4.4 Overall performance
The contingency tables of the clustering results with three clusters are depicted in Table 5. Part A of the table depicts the solution obtained with theoretical features, while Part B represents the solution obtained with POS features. Rows are gold standard classes and columns are clusters, labeled with the cluster number provided by the algorithm. The ordering of the cluster numbers corresponds to the quality of the cluster, measured in terms of the clustering criterion (see Equation (2)), 0 representing the cluster with the highest quality. In each cell Cij of Table 5, the number of adjectives of class i that are assigned to cluster j by the algorithm is given. The largest value for each class is highlighted (see gray cells).
First model: Three-way solution contingency tables for theoretical and POS features. Rows are gold standard classes, columns are clusters. Row TotalGS shows the number of Gold Standard lemmata and row Totalcl the total number of lemmata contained in each cluster. Note that the column labeled Total represents the row sum for each part (as the number of items per class is identical).
There is that cluster (cluster 0 in both solutions) containing the majority of relational adjectives on the gold standard. This is actually the very compact people with respect to the clustering requirement.
The fresh new talk concentrates on the latest team analyses which have about three and you will four groups because the basis is actually three groups (intensional, qualitative, and relational) and in addition we imagine all in all, five groups (very first classes as well as polysemous classes: intensional-qualitative and you may qualitative-relational)

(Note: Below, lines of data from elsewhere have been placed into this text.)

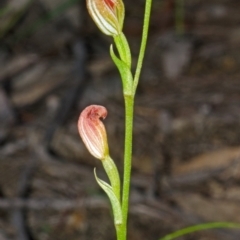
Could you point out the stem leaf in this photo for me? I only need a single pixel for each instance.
(116, 207)
(125, 72)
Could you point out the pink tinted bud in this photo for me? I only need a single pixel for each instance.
(92, 130)
(108, 15)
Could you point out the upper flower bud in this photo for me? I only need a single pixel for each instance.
(108, 15)
(92, 130)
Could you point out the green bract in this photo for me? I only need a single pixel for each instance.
(108, 15)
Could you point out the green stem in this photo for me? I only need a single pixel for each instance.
(143, 43)
(129, 103)
(200, 227)
(112, 172)
(129, 107)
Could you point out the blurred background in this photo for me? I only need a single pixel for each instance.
(186, 165)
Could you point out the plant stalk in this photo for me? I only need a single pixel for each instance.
(129, 104)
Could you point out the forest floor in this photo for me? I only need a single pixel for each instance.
(186, 156)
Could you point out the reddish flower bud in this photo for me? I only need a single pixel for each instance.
(108, 15)
(92, 130)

Various other class (dos when you look at the services An effective, one in provider B) contains the most of qualitative adjectives in the gold standard, including most of the intensional and you may IQ adjectives.
Adjectives which might be polysemous ranging from a great qualitative and a great relational reading (QR) is actually strewn as a result of the clusters, despite the fact that let you know a tendency to become ascribed into relational party in provider B (party 0).
The 5-ways email address details are depicted into the Dining table six. To your one hand, the desk signifies that the 5-method construction located because of the clustering algorithm is extremely exactly like the three-ways build for the Table 5. As a result the three clusters within the Good and you may B have basically already been duplicated because of the three first clusters inside C and you can D, respectively. Simultaneously, the difference within formations acquired having fun with theoretic in place of POS features be visible on the five-way solutions. In the set-upwards of the test, we had questioned you to group per classification, also QR and IQ adjectives remote inside the a cluster of its own. This really is clearly perhaps not borne in Dining table 6. What we pick rather is that (a) the latest mixed clusters persevere and you may rating high in the brand new clustering traditional (look for groups 0 from inside the provider C and you can 0–one in solution D, that have a mix of Q, QR, and Roentgen adjectives), and (b) several more quick groups are formulated (clusters step three and you can cuatro both in choice) no clear interpretation, indicating that around three-means put-up matches top the structure exposed from the clustering formula.
Regarding the talk out-of Tables 5 and you may six we ending one to the three-means clustering match the goal classification better than the 5-means clustering, and this polysemous adjectives are not identified as a unique classification. This type of efficiency advise that modeling polysemous adjectives with regards to extra, cutting-edge categories is not an acceptable method (i go back to this time subsequently).
Recall we outlined theoretic and you may POS has examine the brand new formations gotten using commercially told and you will jackd sign up idea-independent provides. Next ability research, maybe not stated here to have room causes, shows a premier correlation within extremely detailed attributes of solutions A great and you may B. 3 It features the latest communications between them ability representations with admiration toward clustering abilities: New POS keeps elicited because so many discriminative because of the clustering algorithm was precisely those that match the fresh theoretical keeps. It correspondence shows you new resemblance amongst the choice obtained into the two types of signal and also at the same time will bring support on establish concept of new theoretical features.